Anger and dismay ramps up amongst retired expats in Thailand
A new report by a 90-year old expatriate retiree in Thailand stating he will be forced to return to his country of origin due to last week’s retirement visa changes has ramped up expat sentiment against the immigration department’s arbitrary ruling. The post was made on English language newspaper The Nation’s ‘Your Say’ page, with the poster signing himself Don, but gives few details. According to the paper, the new immigration rules will force ‘Don’ to head home, quoting him as asking whether the Thai immigration police can help him by suggesting where he should go, but the paper didn’t give the reason why he believed he couldn’t comply with the new regulations.
Irrespective of who ‘Don’ is, where in Thailand he lives and why he feels he’s being forced out of the country, his plight spurred posters to one of the country’s most popular expat forums to debate the controversial issue all over again.
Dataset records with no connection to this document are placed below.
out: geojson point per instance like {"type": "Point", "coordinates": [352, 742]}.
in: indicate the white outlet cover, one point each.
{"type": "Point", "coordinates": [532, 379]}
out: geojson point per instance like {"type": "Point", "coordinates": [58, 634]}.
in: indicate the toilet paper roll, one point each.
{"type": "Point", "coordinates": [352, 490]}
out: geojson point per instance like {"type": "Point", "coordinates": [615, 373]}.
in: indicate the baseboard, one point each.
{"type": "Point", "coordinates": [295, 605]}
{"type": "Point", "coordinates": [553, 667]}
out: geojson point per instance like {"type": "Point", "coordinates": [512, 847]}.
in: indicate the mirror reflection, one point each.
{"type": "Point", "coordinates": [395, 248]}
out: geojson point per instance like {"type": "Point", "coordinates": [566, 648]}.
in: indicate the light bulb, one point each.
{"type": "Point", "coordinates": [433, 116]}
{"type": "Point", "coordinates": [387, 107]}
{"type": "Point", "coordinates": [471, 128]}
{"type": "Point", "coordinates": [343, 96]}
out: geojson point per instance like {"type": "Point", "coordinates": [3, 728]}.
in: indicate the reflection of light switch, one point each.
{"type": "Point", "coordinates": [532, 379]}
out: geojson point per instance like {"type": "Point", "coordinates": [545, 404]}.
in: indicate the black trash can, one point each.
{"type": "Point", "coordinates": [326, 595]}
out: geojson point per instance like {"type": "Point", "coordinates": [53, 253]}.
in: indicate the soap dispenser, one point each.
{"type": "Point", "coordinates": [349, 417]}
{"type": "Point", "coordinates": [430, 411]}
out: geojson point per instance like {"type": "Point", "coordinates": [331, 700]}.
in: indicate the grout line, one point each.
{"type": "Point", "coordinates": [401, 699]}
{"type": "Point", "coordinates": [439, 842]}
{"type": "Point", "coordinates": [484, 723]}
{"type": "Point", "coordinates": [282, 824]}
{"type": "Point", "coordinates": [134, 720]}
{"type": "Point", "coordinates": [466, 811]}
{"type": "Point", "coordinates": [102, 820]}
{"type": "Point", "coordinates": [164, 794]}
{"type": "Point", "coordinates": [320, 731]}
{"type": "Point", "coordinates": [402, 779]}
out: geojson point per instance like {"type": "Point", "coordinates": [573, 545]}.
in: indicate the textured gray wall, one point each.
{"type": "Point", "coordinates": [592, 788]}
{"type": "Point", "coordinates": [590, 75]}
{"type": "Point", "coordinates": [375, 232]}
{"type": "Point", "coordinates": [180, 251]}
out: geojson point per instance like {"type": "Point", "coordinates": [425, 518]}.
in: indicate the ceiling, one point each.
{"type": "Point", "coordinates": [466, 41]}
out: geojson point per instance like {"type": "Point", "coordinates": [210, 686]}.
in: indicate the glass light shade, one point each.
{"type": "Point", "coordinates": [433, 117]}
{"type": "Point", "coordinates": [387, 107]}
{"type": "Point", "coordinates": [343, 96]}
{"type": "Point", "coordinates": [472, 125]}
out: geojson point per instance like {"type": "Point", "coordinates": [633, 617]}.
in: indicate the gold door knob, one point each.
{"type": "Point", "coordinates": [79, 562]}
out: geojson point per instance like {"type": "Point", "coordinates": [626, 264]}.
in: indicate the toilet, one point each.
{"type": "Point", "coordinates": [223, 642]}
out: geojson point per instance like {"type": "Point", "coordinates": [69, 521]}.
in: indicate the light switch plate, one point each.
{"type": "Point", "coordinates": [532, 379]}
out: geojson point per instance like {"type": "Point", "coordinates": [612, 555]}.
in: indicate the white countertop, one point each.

Some expressed their own anger at the lack of stability for long-term retirees in the country, others wished ‘Don’ well in whatever he decided to do, with many pointing out that the old rules of an 800,000 baht deposit in a Thai bank account for three months before the due date of a retirement visa renewal was to ensure applicants had enough capital to support themselves for another year. Dismayed visa holders pointed out that they now only have 400,000 baht for their total annual spend as the other 400,000 has to be left in permanently, thus cutting their monthly budgets by half.
Long-stay retirees with more than satisfactory incomes said they’d had enough and were considering leaving, and others were concerned about their Thai wives and children’s futures should they decide to relocate. At the same time, another thread was started by other expat, saying he was disgusted at the way elderly expat retirees were treated in the country formerly known as the Land of Smiles. Other posters pointed to immigration’s new motto, ‘bad guys out and good guys in’, stating the entire retired expat community now seems to be regarded as ‘bad guys’ and questioning who and where the ‘good guys’ are.
It was also noted that neighbouring Cambodia welcomes retired expats and makes it far easier for them to stay. Would-be expats retirees can now compare online reports pushing Thailand as the perfect retirement destination with the increasingly threatening reality of constantly-changing rules and the feeling they’re only welcome if they’re filthy rich. Along with the two small surveys carried out last week by a countrywide expat forum, today’s revelations could well force a good number of aspiring expats now considering Thailand as an alternative to post-Brexit Britain or Trump's America to change their minds and choose another Southeast Asian country.